Your analysis correctly identifies the primary bottleneck for commodity threats in a home environment: the reliance on standard execution primitives to reach the elevation stage. In the specific case of the Amnesia RAT campaign, the "process aborted" scenario is technically accurate because the attack chain is a linear sequence. By enforcing script and shortcut restrictions (SWH) and blocking outbound PowerShell connections (FirewallHardening), you effectively "starve" the malware of the ability to fetch its secondary payloads or initiate the UAC spamming sequence. This validates the NIST SP 800-53 (CM-7) principle of Least Functionality, where disabling unnecessary file-type associations and communication channels removes the "Living off the Land" (LotL) advantages the attacker expects.

The transition to a Standard User Account (SUA) serves as the ultimate "fail-safe" for these technical layers. While technical hardening provides the frontline defense by blocking the .vbe and .lnk files, the SUA status provides a structural barrier against the social engineering component of the attack. Since the Amnesia RAT relies on triggering high-frequency UAC prompts to fatigue the user into granting administrative access, a user who lacks the credentials to satisfy that prompt, or is operating on a child's machine as noted, effectively breaks the elevation logic.

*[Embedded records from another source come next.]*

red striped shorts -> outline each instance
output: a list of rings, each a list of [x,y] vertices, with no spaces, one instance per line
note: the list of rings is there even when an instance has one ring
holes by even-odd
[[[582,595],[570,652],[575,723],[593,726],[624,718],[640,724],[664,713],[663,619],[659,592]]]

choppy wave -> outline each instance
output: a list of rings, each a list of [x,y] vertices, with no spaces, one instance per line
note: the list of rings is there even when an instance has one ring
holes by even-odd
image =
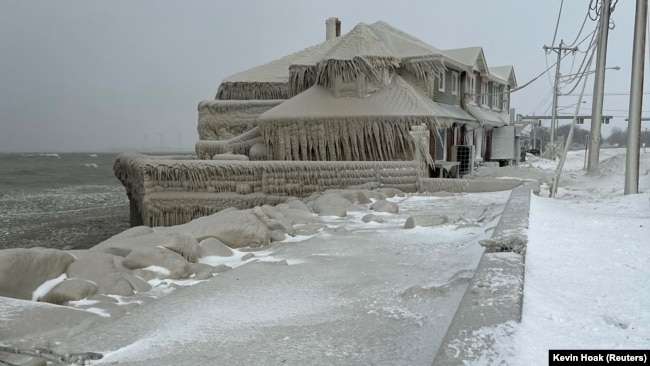
[[[20,154],[20,156],[25,156],[25,157],[28,157],[28,158],[42,156],[42,157],[47,157],[47,158],[61,159],[61,155],[53,154],[53,153],[47,153],[47,154]]]
[[[31,216],[115,207],[128,204],[124,189],[115,186],[68,186],[0,194],[0,222],[10,216]]]
[[[113,173],[116,154],[0,154],[0,191],[42,190],[77,185],[121,186]]]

This confirms that for the home user, the combination of Attack Surface Reduction and Identity Isolation raises the "Cost of Attack" to a level that standard phishing kits are currently unprepared to bypass.

Finally, your point regarding Reputation File Lookup for EXE/DLL payloads addresses the most likely pivot for attackers. When file-type restrictions become common, attackers shift toward binary wrappers or ISO containers. Supplementing local policy with reputation-based checks (such as SmartScreen or a dedicated lookup tool) ensures that even if a payload bypasses the script-blocking layer, it must still pass a global "Trust" verification. This layered approach, prevention through hardening, enforcement through SUA, and validation through reputation, creates a resilient ecosystem that is significantly more robust than the "single-point-of-failure" models often criticized in enterprise security.